But reauthorization of the massive Superfund program won't happen this year. Nor will a new Endangered Species Act or the property rights and regulatory reforms promised in the Contract with America. And because greens on the task force can veto any major changes in policy, Riegle says she would be happy if nothing further comes to the floor this year. "Anything that would pass [the task force] would be so watered down it would do no good," she says.
Without saying so openly, the task force members most sympathetic to market-oriented reforms suggest that only outside pressure will get the reform agenda back on track. Pombo staffer Mike Hartiman says his boss will push for takings compensation next year. Tauzin, who championed takings bills as a Democrat before switching parties last year, says, "Those people who believe that individuals should be compensated [for takings of private property] should make that a central issue in this campaign. If their candidates [for Congress] won't support these issues, then find ones who will."
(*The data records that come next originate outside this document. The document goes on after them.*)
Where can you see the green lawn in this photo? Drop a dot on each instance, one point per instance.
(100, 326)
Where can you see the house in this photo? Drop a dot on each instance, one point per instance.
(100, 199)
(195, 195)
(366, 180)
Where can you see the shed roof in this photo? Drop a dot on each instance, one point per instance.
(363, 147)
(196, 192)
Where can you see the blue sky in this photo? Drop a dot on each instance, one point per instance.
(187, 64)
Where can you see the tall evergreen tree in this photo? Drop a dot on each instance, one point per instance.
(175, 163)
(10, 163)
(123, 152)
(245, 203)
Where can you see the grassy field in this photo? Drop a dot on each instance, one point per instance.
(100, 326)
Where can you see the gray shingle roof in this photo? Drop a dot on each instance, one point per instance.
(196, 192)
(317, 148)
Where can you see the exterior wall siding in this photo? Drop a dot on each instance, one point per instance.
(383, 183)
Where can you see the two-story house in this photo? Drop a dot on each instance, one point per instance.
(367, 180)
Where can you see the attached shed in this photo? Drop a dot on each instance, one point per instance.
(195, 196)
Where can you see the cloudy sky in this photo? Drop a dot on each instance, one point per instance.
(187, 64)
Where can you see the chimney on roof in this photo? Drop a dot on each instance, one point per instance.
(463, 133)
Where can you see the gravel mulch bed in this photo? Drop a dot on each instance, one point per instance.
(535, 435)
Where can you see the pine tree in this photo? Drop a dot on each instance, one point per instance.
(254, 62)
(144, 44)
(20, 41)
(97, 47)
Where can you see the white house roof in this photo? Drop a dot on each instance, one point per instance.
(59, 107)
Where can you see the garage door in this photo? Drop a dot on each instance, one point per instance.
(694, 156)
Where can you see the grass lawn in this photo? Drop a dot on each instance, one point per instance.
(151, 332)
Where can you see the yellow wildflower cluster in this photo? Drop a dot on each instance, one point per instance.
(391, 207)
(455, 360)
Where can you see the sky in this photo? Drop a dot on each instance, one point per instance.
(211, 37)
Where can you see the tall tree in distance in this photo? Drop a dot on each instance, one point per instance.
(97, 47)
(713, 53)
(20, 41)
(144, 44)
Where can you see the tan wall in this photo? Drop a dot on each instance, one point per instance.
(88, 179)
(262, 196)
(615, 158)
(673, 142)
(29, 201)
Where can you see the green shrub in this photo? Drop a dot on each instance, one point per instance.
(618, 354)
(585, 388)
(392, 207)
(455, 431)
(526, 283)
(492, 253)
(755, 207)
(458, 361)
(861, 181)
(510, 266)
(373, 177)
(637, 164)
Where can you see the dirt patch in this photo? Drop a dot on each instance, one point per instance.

The task force may stifle any substantive environmental reforms this Congress. But will it continue to command the legislative agenda next year? "Absolutely," says Boehlert Press Secretary Siobhan Dugan. "It's the speaker's call," says Hartiman of Pombo's staff. If Republicans retain control of Congress, how Gingrich answers that question will determine whether the speaker really is a revolutionary or if instead he prefers to carry water for the environmental establishment.